Boys. Boys are always trouble no matter how you look at it. However, combine an emotionally unstable girl who is looking for approval no matter the source and little boys who think they're men, the result is disastrous. The first boy to tell me he thought I was pretty...look out! I was on cloud nine. Life was perfect. Things were great. It didn't matter who it was, he thought I was pretty. I had some sort of worth to somebody. Because I just wanted to be loved and wanted to be told I was beautiful and to feel good about myself, I let my guard down too many times for too many of the wrong people. This made me feel even more ugly than I did to begin with. I was miserable and my self-esteem would be on this constant roller coaster. I sometimes felt like I was on that spinny ride that makes you feel like you're in a washing machine: it's fun at first but when it's over, all you want to do is puke, but you're dumb enough to get back on.

Oh I had friends throughout the years who would tell me I was pretty, and after a point, I knew in my head that by society's standards and perhaps asthetic standards, I was "pretty" and maybe even "beautiful." But hearing it, knowing it, feeling it, and believing it, are all very different things, and not things that necessarily go hand in hand.

I'm beautiful


Over the years, I've gone out of my way to make sure all the other girls and young women (and even older women) in my life are told they're beautiful. Who knows? Maybe they don't often or never hear it at home. I know I sure as hell didn't. Because of this, I developed an early case of anorexia, for a few years coupled with bulimia, that still lingers over me today. While by medical standards I'm a "recovered anorexic," I will always consider myself to be "recovering." Present tense. Not past. That sort of mental and emotional damage just doesn't go away. You don't just "recover" from a mindset that is drilled into you from such a young age. You don't just "get over" being told you're imperfect and unpretty. It takes a longass fucking time. You have to consciously re-teach and re-train yourself to think of yourself as beautiful and constantly remind yourself that you are the way you're supposed to be and nothing more or less.

To this day, I prefer to not wear form-fitting clothing. I don't always feel like I look good, and am super self-conscious and uncomfortable the entire time I'm wearing the clothing in question. Give me some sweats, yoga pants, jeans, T shirts, tanks, and zip up hoodies, and I'm a happy camper. If I can get away without putting makeup on, you'll be damned sure I'm going to do so. I've gotten to a point in my life where I'm way over the fashion and fads and the dos and don'ts of what I'm supposed to look like, wear, and be. Don't get me wrong, I still battle constant insecurities and have many days where I feel like I'm not good enough and I'm not living up to some imaginary standard that, often, only exists in my head. But overall, I'm comfortable in who I am and the woman I've grown into and I know that regardless of the hair day I'm having or whether I'm feeling bloated or thin, I am beautiful because I'm beautiful inside out, not the other way around.

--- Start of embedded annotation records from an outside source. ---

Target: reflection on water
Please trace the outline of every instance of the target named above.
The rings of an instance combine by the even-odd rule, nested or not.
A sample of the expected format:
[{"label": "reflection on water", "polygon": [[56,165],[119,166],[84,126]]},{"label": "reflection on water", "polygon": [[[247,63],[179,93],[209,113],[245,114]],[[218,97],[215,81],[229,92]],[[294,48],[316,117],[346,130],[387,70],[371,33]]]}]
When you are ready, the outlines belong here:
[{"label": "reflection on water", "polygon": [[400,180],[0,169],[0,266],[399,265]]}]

So please, please, PLEASE, PLEASE, tell her she's pretty. Tell your daughter, your sister,  your niece, your cousin. Make sure they know that all bodies and all shapes and all sizes and all ethnicities are beautiful. Leave them a note on their car, in their locker, on the bathroom mirror. Tell them in a phone call, a text, a Facebook message, an email. Best of all, tell them to their face. Let them know you think they're worth something. Let them know you think they're pretty. Let them know they're beautiful.

This world is fucking beautiful because of the people in it. Make sure you let them know.